The nitric acid arrives on site in pallet totes and needs to be transferred into the process, but is stored separately. Although workers do not actively work in this separate storage area, the acid still needs to get from point A to point B, and they are responsible for the transferring.

Engineering control: Completing the transfer puts the employees at risk for physical contact and fume inhalation, so the employer installs a pump to automate the transfer process. Employees no longer have to regularly enter the storage area to complete transfers. Instead, they only enter for brief periods of time for pump maintenance. Also, from an industrial hygiene perspective, sampling and exposure concerns were significantly reduced to the point that a Short Term Exposure Limit sample of 15 minutes was deemed sufficient.

That all sounds great, but cost is always an important consideration. While the initial cost of installing the pump may be significant, it should be compared to the cost of developing a full exposure assessment. There is no contest between fifteen minutes of sampling and 8 hours of sampling/institution of PPE protocols when workers perform activities related to nitric acid. More importantly, the potential hazard was effectively eliminated and no longer a regular concern.

Example: A mechanical process produces noise above exposure limits for the operator.

Engineering control: Constructing an isolated control room the operator can work in during the bulk of the day effectively eliminates the hazard.

Example: A process involving talcum powder consistency substance into a mixed gel.

This operation occurs only a few feet from the operator, and they are required to visually observe an open vessel. Powder material escapes before being mixed into the gel and poses an inhalation hazard.

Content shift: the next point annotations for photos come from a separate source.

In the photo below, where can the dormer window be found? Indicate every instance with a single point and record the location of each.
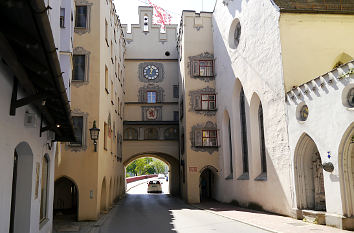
(146, 23)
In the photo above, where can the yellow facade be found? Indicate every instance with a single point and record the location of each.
(312, 44)
(98, 176)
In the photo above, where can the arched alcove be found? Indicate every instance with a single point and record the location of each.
(66, 199)
(346, 170)
(20, 213)
(309, 183)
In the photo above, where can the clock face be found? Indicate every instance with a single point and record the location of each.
(151, 72)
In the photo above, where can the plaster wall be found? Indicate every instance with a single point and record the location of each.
(326, 126)
(256, 66)
(313, 39)
(194, 26)
(15, 132)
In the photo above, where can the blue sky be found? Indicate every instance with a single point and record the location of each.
(128, 9)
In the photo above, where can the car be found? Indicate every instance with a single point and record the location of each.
(154, 186)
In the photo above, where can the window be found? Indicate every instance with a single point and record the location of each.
(208, 101)
(175, 91)
(151, 96)
(175, 115)
(243, 132)
(130, 134)
(79, 67)
(262, 142)
(78, 123)
(203, 68)
(106, 32)
(105, 136)
(44, 189)
(209, 138)
(106, 79)
(151, 134)
(62, 17)
(81, 17)
(146, 23)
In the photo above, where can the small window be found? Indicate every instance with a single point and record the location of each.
(151, 96)
(44, 189)
(78, 130)
(203, 68)
(208, 102)
(81, 17)
(62, 17)
(350, 97)
(175, 115)
(175, 91)
(209, 138)
(79, 67)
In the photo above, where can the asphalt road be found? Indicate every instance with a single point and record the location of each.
(140, 212)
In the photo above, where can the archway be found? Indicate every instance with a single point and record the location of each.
(309, 182)
(346, 169)
(172, 163)
(103, 203)
(207, 183)
(21, 189)
(66, 198)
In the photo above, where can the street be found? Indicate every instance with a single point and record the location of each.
(161, 213)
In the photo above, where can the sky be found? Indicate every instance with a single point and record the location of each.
(128, 9)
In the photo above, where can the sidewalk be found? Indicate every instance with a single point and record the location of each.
(264, 220)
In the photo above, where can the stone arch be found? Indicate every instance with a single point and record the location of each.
(346, 170)
(309, 183)
(103, 202)
(207, 181)
(171, 161)
(66, 197)
(20, 213)
(341, 59)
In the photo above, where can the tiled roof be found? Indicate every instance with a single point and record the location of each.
(316, 6)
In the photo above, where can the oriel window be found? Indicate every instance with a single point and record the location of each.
(209, 138)
(151, 96)
(79, 67)
(81, 17)
(208, 101)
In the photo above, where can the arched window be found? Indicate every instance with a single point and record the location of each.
(230, 148)
(130, 134)
(261, 139)
(243, 132)
(44, 189)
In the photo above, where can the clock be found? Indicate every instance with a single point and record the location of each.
(151, 114)
(151, 72)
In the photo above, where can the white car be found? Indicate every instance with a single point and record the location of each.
(154, 186)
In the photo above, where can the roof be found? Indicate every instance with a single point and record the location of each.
(27, 46)
(316, 6)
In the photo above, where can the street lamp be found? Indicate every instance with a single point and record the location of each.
(94, 132)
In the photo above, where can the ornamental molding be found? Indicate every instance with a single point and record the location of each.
(195, 101)
(142, 95)
(160, 76)
(199, 127)
(158, 112)
(202, 56)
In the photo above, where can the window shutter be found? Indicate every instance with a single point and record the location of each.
(195, 68)
(197, 102)
(198, 138)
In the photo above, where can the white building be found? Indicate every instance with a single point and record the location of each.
(35, 110)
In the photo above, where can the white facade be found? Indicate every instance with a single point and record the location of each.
(21, 136)
(255, 64)
(329, 127)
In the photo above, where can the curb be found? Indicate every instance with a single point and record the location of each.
(244, 222)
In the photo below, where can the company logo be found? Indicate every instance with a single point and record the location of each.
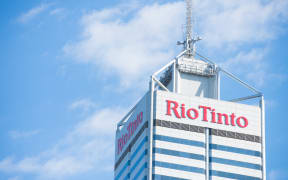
(215, 117)
(131, 128)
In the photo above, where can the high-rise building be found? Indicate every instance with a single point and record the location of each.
(181, 129)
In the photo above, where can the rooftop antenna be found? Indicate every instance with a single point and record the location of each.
(189, 42)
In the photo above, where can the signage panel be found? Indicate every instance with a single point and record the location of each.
(210, 113)
(131, 127)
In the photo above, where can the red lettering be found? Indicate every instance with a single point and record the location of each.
(183, 110)
(244, 120)
(196, 114)
(205, 112)
(173, 108)
(213, 116)
(220, 115)
(232, 117)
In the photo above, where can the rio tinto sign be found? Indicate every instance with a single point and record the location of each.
(182, 111)
(210, 113)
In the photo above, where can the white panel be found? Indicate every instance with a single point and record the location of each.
(219, 178)
(252, 113)
(236, 170)
(139, 140)
(179, 134)
(180, 147)
(178, 173)
(236, 143)
(236, 157)
(179, 160)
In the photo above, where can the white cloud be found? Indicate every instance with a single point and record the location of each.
(89, 147)
(132, 43)
(83, 104)
(23, 134)
(25, 17)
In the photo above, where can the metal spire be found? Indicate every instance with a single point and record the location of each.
(189, 42)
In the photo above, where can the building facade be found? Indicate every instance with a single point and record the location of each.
(188, 132)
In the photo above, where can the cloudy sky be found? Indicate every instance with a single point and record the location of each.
(71, 69)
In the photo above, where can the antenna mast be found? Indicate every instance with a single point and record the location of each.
(189, 42)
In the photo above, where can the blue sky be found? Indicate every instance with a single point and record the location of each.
(71, 69)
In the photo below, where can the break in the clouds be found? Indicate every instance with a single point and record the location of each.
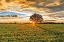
(38, 5)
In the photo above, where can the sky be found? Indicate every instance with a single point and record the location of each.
(25, 8)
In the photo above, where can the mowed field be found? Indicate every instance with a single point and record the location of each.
(31, 33)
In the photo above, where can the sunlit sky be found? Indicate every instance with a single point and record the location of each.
(25, 8)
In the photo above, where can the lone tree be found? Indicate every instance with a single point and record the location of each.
(37, 18)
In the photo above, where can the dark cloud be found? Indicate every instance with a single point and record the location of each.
(52, 5)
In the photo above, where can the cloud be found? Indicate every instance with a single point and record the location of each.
(38, 5)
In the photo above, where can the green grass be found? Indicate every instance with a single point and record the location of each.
(31, 33)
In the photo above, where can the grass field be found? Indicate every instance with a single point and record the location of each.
(31, 33)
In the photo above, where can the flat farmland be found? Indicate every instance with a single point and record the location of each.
(31, 33)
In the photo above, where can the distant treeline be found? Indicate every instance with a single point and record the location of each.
(9, 16)
(31, 23)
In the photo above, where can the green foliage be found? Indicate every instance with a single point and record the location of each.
(30, 33)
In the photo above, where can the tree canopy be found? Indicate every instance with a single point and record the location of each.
(37, 18)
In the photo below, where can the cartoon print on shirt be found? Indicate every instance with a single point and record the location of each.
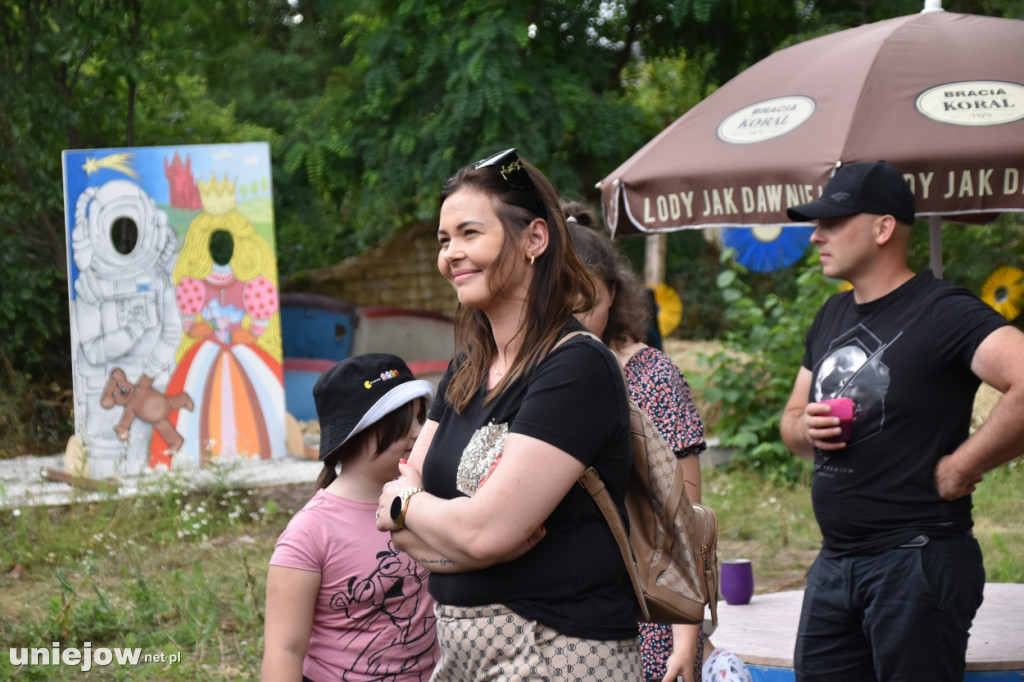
(854, 368)
(385, 603)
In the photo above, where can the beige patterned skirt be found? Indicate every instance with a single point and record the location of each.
(494, 643)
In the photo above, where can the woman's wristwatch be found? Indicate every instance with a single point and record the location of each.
(400, 505)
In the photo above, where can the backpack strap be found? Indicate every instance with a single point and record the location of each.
(592, 482)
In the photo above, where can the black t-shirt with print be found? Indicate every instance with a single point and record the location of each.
(905, 360)
(574, 580)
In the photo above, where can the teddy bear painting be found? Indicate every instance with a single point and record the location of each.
(142, 401)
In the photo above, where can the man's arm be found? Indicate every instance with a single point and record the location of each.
(999, 363)
(806, 425)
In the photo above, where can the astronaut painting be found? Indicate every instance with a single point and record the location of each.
(173, 286)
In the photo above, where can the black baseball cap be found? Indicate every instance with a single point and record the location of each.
(862, 187)
(358, 391)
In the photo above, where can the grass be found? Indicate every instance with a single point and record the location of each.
(182, 572)
(169, 572)
(176, 571)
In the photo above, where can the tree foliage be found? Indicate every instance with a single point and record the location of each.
(369, 105)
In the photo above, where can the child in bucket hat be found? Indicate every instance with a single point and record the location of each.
(340, 598)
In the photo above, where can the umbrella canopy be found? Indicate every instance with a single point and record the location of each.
(939, 95)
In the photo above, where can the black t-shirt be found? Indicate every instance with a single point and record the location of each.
(905, 360)
(574, 580)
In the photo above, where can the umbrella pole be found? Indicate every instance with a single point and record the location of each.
(655, 249)
(935, 245)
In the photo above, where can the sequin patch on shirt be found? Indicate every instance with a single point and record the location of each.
(479, 456)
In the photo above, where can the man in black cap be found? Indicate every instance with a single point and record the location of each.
(899, 578)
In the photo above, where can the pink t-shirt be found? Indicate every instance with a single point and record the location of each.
(374, 619)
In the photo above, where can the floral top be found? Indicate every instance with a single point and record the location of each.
(658, 387)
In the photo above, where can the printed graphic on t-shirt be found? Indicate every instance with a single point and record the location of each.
(385, 604)
(854, 368)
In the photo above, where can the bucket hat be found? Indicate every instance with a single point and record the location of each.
(358, 391)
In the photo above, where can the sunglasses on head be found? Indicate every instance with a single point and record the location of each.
(511, 168)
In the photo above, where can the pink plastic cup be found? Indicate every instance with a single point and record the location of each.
(842, 408)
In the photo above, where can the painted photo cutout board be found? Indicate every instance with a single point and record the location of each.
(175, 324)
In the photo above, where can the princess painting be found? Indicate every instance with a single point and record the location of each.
(229, 356)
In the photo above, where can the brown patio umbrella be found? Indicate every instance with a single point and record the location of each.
(940, 95)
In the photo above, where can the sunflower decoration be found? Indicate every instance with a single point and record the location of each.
(670, 308)
(767, 248)
(1004, 290)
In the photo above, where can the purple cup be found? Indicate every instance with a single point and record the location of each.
(842, 408)
(736, 581)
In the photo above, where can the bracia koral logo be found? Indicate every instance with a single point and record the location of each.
(973, 102)
(766, 120)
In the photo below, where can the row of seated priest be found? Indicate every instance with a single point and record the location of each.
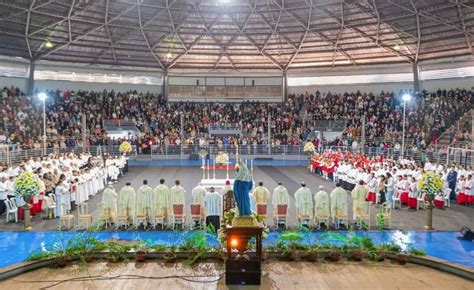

Engineering control: A shop made plexiglass hood to be fitted over the vessel. Small diameter flexible ducting is fitted to the hood with a basic inline ventilation fan. Less than $200 is required for parts and a few hours of labor. It reduces the hazard while allowing the operator full visibility and the ability to access the vessel if needed.

Do not let the word “engineering” intimate you. Engineering controls do not have to be, and generally are not, complex or expensive. After all, that’s exactly what the sneeze guard on your favorite salad bar is.